The opinion of the court was delivered by: GOURLEY
These Civil Rights proceedings were filed by plaintiffs pursuant to 42 U.S.C.A. § 1983, alleging that defendants' conduct toward plaintiffs constituted a deprivation of Constitutional rights. Because the matters complained of arose from the same incident, the Court consolidated both actions, and the parties have been afforded a full and complete trial.
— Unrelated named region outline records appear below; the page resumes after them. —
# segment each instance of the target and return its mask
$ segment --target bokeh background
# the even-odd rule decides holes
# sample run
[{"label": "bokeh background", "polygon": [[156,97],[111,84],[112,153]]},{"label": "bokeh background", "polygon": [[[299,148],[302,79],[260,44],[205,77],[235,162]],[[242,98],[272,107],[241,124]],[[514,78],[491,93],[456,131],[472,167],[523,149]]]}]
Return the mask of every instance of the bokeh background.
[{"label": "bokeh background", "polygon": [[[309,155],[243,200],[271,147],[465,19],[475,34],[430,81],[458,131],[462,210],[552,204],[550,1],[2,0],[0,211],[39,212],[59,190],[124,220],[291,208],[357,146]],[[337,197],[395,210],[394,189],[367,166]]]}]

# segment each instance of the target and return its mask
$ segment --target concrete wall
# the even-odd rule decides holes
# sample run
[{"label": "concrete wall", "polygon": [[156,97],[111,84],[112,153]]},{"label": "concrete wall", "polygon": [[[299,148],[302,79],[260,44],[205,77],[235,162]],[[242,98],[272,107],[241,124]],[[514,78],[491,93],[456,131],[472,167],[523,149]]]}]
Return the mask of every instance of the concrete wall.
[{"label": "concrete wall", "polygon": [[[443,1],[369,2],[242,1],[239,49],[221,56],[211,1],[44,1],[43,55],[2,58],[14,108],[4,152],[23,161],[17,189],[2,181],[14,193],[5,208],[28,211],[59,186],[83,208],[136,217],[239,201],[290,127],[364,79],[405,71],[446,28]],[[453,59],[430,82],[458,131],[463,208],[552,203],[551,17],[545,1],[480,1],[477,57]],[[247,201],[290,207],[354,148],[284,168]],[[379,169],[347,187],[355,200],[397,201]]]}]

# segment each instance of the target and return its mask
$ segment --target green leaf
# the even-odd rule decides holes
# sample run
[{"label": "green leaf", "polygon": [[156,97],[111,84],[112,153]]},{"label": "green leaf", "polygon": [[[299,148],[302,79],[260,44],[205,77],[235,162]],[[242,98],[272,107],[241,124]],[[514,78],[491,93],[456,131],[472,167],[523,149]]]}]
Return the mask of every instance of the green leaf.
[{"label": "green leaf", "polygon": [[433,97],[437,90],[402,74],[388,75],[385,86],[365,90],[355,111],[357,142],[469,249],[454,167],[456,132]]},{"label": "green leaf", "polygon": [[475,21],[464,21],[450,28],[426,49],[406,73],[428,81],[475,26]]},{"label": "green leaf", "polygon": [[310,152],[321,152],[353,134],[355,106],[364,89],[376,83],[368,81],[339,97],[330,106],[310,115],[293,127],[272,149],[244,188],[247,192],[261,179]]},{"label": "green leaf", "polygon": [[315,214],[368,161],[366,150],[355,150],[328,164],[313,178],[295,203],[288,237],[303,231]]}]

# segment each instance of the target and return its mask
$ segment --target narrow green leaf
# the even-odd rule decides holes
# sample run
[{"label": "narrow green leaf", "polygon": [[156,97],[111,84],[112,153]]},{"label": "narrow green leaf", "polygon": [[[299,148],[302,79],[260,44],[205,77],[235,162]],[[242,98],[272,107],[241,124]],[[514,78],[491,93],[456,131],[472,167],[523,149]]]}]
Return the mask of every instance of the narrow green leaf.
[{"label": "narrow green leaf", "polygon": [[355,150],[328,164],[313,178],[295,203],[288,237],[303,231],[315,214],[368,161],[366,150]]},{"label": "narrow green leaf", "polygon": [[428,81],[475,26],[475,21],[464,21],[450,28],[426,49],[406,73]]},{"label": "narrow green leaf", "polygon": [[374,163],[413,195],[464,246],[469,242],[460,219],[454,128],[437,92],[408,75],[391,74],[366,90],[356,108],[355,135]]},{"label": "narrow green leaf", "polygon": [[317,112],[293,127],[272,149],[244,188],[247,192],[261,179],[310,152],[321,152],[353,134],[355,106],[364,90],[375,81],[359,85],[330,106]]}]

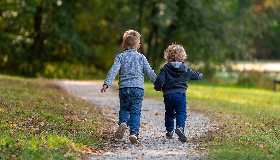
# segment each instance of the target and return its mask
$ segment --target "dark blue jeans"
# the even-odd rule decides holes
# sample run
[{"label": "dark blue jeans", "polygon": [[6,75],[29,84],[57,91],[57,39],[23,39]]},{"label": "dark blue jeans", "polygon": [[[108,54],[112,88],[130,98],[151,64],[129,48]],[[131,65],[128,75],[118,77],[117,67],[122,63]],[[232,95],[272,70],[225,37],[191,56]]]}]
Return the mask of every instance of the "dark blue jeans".
[{"label": "dark blue jeans", "polygon": [[164,102],[165,106],[165,128],[169,132],[174,129],[174,119],[176,119],[176,127],[185,128],[187,119],[187,98],[186,94],[174,93],[164,96]]},{"label": "dark blue jeans", "polygon": [[120,109],[119,125],[126,122],[129,125],[129,132],[134,131],[139,134],[142,102],[144,90],[129,88],[119,90]]}]

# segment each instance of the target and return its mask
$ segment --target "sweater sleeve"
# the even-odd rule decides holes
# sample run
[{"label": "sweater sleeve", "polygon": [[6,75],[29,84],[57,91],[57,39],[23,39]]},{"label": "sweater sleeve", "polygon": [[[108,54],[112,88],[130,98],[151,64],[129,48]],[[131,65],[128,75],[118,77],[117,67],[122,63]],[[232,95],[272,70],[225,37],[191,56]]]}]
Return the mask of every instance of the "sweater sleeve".
[{"label": "sweater sleeve", "polygon": [[158,91],[160,91],[163,85],[165,84],[165,71],[164,67],[162,67],[160,70],[160,74],[154,84],[155,90]]},{"label": "sweater sleeve", "polygon": [[106,84],[108,87],[112,85],[115,80],[115,78],[120,69],[121,67],[121,60],[119,56],[118,56],[115,59],[114,64],[109,70],[103,85]]},{"label": "sweater sleeve", "polygon": [[156,79],[156,75],[150,66],[147,59],[144,55],[142,57],[142,63],[143,65],[143,70],[145,76],[147,77],[150,82],[152,83],[154,83]]},{"label": "sweater sleeve", "polygon": [[190,79],[191,80],[197,80],[203,79],[203,75],[197,72],[195,72],[191,69],[189,67]]}]

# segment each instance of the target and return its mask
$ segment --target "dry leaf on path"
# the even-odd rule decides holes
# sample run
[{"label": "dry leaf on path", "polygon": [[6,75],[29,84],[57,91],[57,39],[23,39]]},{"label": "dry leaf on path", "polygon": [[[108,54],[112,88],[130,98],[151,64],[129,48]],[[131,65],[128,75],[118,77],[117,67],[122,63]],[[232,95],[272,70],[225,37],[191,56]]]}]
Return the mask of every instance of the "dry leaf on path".
[{"label": "dry leaf on path", "polygon": [[160,113],[158,112],[156,112],[155,114],[155,115],[161,115],[161,113]]}]

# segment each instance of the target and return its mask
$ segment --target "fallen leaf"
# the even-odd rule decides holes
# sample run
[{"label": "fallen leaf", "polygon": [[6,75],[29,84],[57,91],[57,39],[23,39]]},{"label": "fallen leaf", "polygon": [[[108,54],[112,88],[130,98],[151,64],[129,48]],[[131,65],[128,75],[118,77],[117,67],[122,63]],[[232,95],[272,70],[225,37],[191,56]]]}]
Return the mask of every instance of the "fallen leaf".
[{"label": "fallen leaf", "polygon": [[270,133],[270,132],[271,132],[271,131],[272,131],[272,130],[271,129],[271,128],[270,128],[269,130],[269,131],[268,132],[269,133]]},{"label": "fallen leaf", "polygon": [[156,112],[155,114],[155,115],[161,115],[161,113],[160,113],[158,112]]},{"label": "fallen leaf", "polygon": [[27,123],[26,123],[26,122],[25,121],[22,121],[22,125],[26,125]]}]

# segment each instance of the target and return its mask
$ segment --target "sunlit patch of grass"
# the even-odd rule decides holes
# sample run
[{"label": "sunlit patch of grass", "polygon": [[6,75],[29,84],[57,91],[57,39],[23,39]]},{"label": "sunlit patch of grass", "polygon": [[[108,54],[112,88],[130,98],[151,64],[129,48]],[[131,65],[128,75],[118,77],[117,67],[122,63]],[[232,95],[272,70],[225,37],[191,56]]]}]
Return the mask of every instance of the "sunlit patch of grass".
[{"label": "sunlit patch of grass", "polygon": [[[145,84],[146,97],[162,99],[152,84]],[[210,159],[280,159],[280,92],[200,81],[188,84],[187,106],[214,121],[214,131],[197,141],[208,149],[204,152]]]},{"label": "sunlit patch of grass", "polygon": [[94,106],[48,83],[0,75],[1,159],[81,159],[103,145]]}]

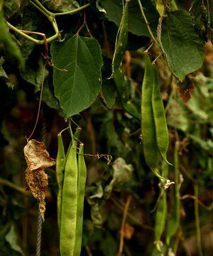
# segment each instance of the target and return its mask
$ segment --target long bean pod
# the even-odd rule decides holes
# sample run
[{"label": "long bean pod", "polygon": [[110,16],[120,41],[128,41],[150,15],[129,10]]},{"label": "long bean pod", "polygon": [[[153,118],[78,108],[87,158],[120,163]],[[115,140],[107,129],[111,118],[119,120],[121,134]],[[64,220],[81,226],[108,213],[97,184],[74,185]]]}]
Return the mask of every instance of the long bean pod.
[{"label": "long bean pod", "polygon": [[126,48],[128,39],[128,16],[129,1],[124,0],[123,15],[119,29],[119,36],[116,41],[115,50],[112,60],[112,70],[118,69],[122,61],[123,54]]},{"label": "long bean pod", "polygon": [[[168,173],[168,166],[163,163],[162,164],[163,177],[166,178]],[[160,199],[158,203],[157,212],[155,217],[155,242],[156,247],[158,251],[161,252],[160,248],[160,238],[162,236],[163,232],[165,225],[165,220],[167,216],[167,200],[166,200],[166,191],[163,188],[161,184],[160,191]]]},{"label": "long bean pod", "polygon": [[77,204],[77,142],[73,141],[65,165],[62,190],[60,250],[61,256],[73,256]]},{"label": "long bean pod", "polygon": [[169,146],[169,137],[163,103],[159,88],[158,75],[155,66],[154,66],[154,83],[152,94],[152,106],[158,147],[164,161],[167,164],[170,164],[168,161],[166,156],[166,153]]},{"label": "long bean pod", "polygon": [[159,151],[158,149],[155,122],[152,107],[152,94],[155,70],[148,55],[145,55],[145,73],[142,85],[141,130],[143,153],[147,165],[160,178],[164,179],[158,171]]},{"label": "long bean pod", "polygon": [[66,163],[66,156],[61,134],[58,134],[58,154],[56,157],[56,178],[58,186],[57,197],[58,225],[60,232],[61,220],[61,204],[62,196],[62,186],[64,180],[64,171]]},{"label": "long bean pod", "polygon": [[81,252],[86,178],[87,166],[84,156],[84,144],[80,144],[78,156],[77,206],[74,256],[79,256]]}]

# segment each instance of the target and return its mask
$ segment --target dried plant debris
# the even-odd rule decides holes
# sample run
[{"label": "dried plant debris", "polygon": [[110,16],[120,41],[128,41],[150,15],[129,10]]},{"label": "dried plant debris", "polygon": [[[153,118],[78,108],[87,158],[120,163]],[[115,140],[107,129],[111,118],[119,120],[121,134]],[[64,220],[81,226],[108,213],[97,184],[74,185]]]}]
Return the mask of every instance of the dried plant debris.
[{"label": "dried plant debris", "polygon": [[192,97],[195,89],[194,80],[186,77],[185,83],[178,86],[180,97],[187,102]]},{"label": "dried plant debris", "polygon": [[55,164],[55,159],[50,157],[45,144],[31,139],[23,149],[27,163],[26,181],[28,188],[38,201],[39,209],[43,219],[45,210],[45,197],[48,186],[48,177],[44,169]]}]

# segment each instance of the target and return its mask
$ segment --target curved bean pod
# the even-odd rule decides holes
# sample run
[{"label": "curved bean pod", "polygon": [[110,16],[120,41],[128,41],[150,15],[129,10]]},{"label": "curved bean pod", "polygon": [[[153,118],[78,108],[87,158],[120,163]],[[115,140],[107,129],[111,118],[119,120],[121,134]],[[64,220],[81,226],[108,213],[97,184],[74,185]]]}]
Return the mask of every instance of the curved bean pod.
[{"label": "curved bean pod", "polygon": [[153,110],[156,140],[160,155],[167,164],[171,165],[171,164],[168,161],[166,157],[166,153],[169,146],[169,136],[163,103],[159,88],[158,75],[155,66],[154,66],[153,70],[154,82],[151,100]]},{"label": "curved bean pod", "polygon": [[[125,0],[124,0],[125,1]],[[112,60],[112,70],[118,69],[122,62],[123,54],[126,48],[128,39],[128,16],[129,16],[129,1],[126,1],[123,8],[123,15],[119,26],[119,34],[114,50]]]},{"label": "curved bean pod", "polygon": [[154,83],[154,67],[148,55],[145,55],[145,73],[142,85],[141,130],[143,154],[147,165],[160,178],[158,172],[159,151],[157,146],[155,122],[152,107],[152,94]]},{"label": "curved bean pod", "polygon": [[63,183],[60,250],[61,256],[73,256],[77,204],[77,142],[73,142],[68,153]]},{"label": "curved bean pod", "polygon": [[176,233],[180,223],[180,184],[179,184],[179,171],[178,171],[178,142],[175,142],[174,151],[174,173],[175,173],[175,197],[174,206],[171,212],[171,215],[168,218],[167,223],[167,230],[165,240],[167,245],[170,245],[171,238]]},{"label": "curved bean pod", "polygon": [[[168,166],[165,164],[162,165],[163,177],[166,178],[168,173]],[[157,212],[155,217],[155,240],[156,247],[158,251],[161,252],[160,248],[160,238],[165,225],[165,220],[167,216],[167,201],[166,201],[166,191],[164,190],[163,187],[160,188],[160,198],[158,203]]]},{"label": "curved bean pod", "polygon": [[66,156],[61,134],[58,134],[58,154],[56,157],[56,178],[58,186],[57,197],[58,225],[60,232],[61,220],[61,204],[62,196],[62,186],[64,180],[64,171],[66,163]]},{"label": "curved bean pod", "polygon": [[79,256],[81,252],[86,179],[87,166],[84,156],[84,144],[80,144],[78,156],[77,206],[74,256]]}]

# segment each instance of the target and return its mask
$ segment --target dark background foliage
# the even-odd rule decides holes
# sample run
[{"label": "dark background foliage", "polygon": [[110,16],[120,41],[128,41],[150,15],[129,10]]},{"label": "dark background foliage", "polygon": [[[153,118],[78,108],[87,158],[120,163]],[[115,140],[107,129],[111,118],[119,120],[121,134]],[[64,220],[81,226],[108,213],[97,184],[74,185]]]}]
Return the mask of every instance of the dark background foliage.
[{"label": "dark background foliage", "polygon": [[[77,4],[84,4],[81,1],[77,4],[72,1],[43,0],[42,2],[53,11],[66,11],[75,8]],[[158,180],[145,163],[140,122],[125,112],[119,100],[113,80],[107,79],[111,73],[111,57],[119,24],[114,20],[113,12],[110,13],[111,16],[106,16],[98,11],[94,1],[90,2],[91,6],[85,11],[87,23],[92,36],[102,46],[104,65],[101,93],[90,107],[72,117],[82,127],[80,140],[85,144],[85,153],[90,154],[85,156],[87,181],[82,254],[116,255],[124,208],[128,196],[131,195],[124,255],[157,255],[153,243],[155,213],[151,210],[159,194]],[[101,4],[102,1],[99,2]],[[103,5],[107,1],[103,1]],[[189,11],[192,6],[191,1],[177,2],[182,10]],[[194,195],[193,187],[196,183],[199,186],[200,201],[209,206],[213,198],[213,47],[207,23],[212,22],[213,15],[212,14],[211,21],[207,21],[202,2],[195,1],[190,9],[199,38],[204,44],[209,40],[205,45],[202,67],[180,83],[172,76],[163,58],[159,58],[157,66],[160,70],[161,92],[169,127],[168,159],[172,162],[177,136],[180,143],[179,169],[184,179],[180,194],[182,196]],[[6,20],[18,28],[43,32],[47,37],[53,33],[51,23],[28,1],[5,1],[4,10]],[[157,10],[155,12],[158,16]],[[153,11],[148,11],[147,14],[148,16],[155,15]],[[83,22],[83,14],[82,11],[57,18],[62,38],[65,33],[74,35],[78,31]],[[144,31],[135,33],[137,24],[135,27],[134,23],[132,25],[123,69],[129,78],[126,93],[139,110],[144,69],[143,52],[149,46],[150,38]],[[153,26],[155,25],[154,22]],[[0,255],[34,255],[38,206],[25,188],[26,165],[23,149],[36,119],[45,49],[43,45],[35,45],[11,32],[20,46],[26,68],[20,71],[17,63],[5,54],[0,46],[2,63],[0,65]],[[89,36],[85,28],[80,31],[80,35]],[[153,58],[156,58],[158,53],[158,49],[153,47]],[[50,57],[50,51],[48,54]],[[187,55],[187,53],[185,54]],[[189,92],[186,94],[185,90]],[[49,65],[46,67],[43,101],[33,138],[45,139],[50,155],[55,158],[57,134],[67,124],[62,117],[53,92],[53,67]],[[75,129],[75,125],[72,125]],[[66,148],[70,141],[69,134],[65,132]],[[97,159],[97,154],[112,156],[111,162],[107,164],[107,156]],[[117,158],[123,158],[126,164],[131,164],[133,171],[127,182],[115,186],[111,194],[106,196],[106,187],[112,179],[112,166]],[[42,255],[54,256],[59,255],[58,188],[55,169],[48,169],[46,173],[49,177],[49,188],[43,225]],[[170,167],[169,175],[173,180],[172,167]],[[173,207],[173,189],[170,187],[168,193],[169,210]],[[202,245],[205,255],[211,255],[213,251],[212,211],[208,210],[203,205],[199,208]],[[177,255],[197,255],[193,199],[181,200],[180,214],[180,228],[173,239]]]}]

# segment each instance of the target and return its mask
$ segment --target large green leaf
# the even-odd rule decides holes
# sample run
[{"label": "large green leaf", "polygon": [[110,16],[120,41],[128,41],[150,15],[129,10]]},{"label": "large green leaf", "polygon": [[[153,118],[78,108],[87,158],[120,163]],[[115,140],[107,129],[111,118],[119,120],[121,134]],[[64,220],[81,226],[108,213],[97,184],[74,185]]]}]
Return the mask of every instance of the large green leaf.
[{"label": "large green leaf", "polygon": [[168,65],[179,80],[202,66],[204,41],[195,32],[188,11],[175,11],[163,20],[161,44]]},{"label": "large green leaf", "polygon": [[57,67],[53,69],[55,94],[68,118],[89,107],[99,94],[102,66],[100,46],[92,38],[67,35],[62,42],[52,44],[51,55]]},{"label": "large green leaf", "polygon": [[[141,1],[151,28],[157,28],[159,14],[151,0]],[[122,0],[101,0],[99,4],[106,11],[106,17],[119,26],[122,17]],[[131,0],[129,9],[129,31],[138,36],[150,36],[147,26],[141,16],[138,0]]]}]

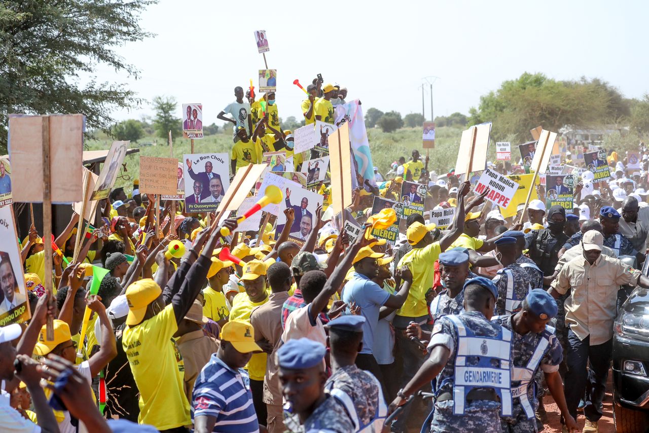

Essentially, plaintiffs seek to recover damages for cruel and inhuman punishment to which they allegedly were subject at the hands of defendants on February 15, 1972. Plaintiffs were on this date temporary residents of the Allegheny County Jail, having been transferred there from the State Correctional Institution at Pittsburgh, Pennsylvania, for the purpose of Court proceedings in the Criminal Division of the Court of Common Pleas of Allegheny County, Pennsylvania. A total of five inmates, including plaintiffs, was assembled in the upper circle portion of the jail, a round area the center of which is open to the ground floor. These inmates were demanding to be returned to the State Correctional Institution and, in the process of verbalizing their demands, created a substantial disturbance. The Warden was summoned to the scene, and he attempted to discuss the problems with plaintiffs. Plaintiff Smith had previously been restricted in his movements about the jail due to his reputation as an aggressive homosexual and recalcitrant killer. His presence in the area was a direct violation of the restriction imposed upon him.
Shortly after Warden Robinson arrived, plaintiffs and another of the five inmates began striking the Warden and attempted to throw him over the railing to the ground below, a distance of 15 to 20 feet. The assistance of other officers was required to quell what by this time had turned into an affray and near riot. The Warden directed that the alarm bell be rung to summon help from the Sheriff's Office in view of the substantial emergency which existed.
When the Sheriff's deputies arrived, the inmates and several guards were still fighting; defendant Lieutenant Jennings was down on the ground and was being beaten by one inmate, and it appeared that the inmates were in control of the situation. It is well to note that both plaintiffs here were subsequently convicted of assault by a prisoner and prison riot, as a result of their participation in the incident about which they now complain. All five inmates, including plaintiffs, were eventually subdued, placed in a van, and returned on the date of the incident to the State Correctional Institution at Pittsburgh, Pennsylvania.
Under the circumstances, the Court is satisfied that excessive force was not employed by defendants and that there was no violation of any of plaintiffs' Constitutional rights. Very simply stated, the force used was reasonably required to secure and maintain safety in the institution and to prevent any further outbreak of violence. As stated in Holt v. Hutto, 363 F. Supp. 194 (E.D.Ark.1973),
". . . [At] times force has to be used by prison personnel on recalcitrant inmates, and (that) an inmate who has been the subject of force is not likely to concede that its use was necessary or that the amount used was reasonable. The Court also recognizes that an employee charged with improper use of force is not to be judged by hindsight but in the light of facts and circumstances as they reasonably appeared to him to exist at the time."
In view of the foregoing, it is the considered judgment of the Court that defendants have in no way violated plaintiffs' Constitutional rights.
Findings of fact and conclusions of law have not been separately stated but are included in the body of the foregoing opinion as specifically authorized by Rule 52(a) of the Federal Rules of Civil Procedure.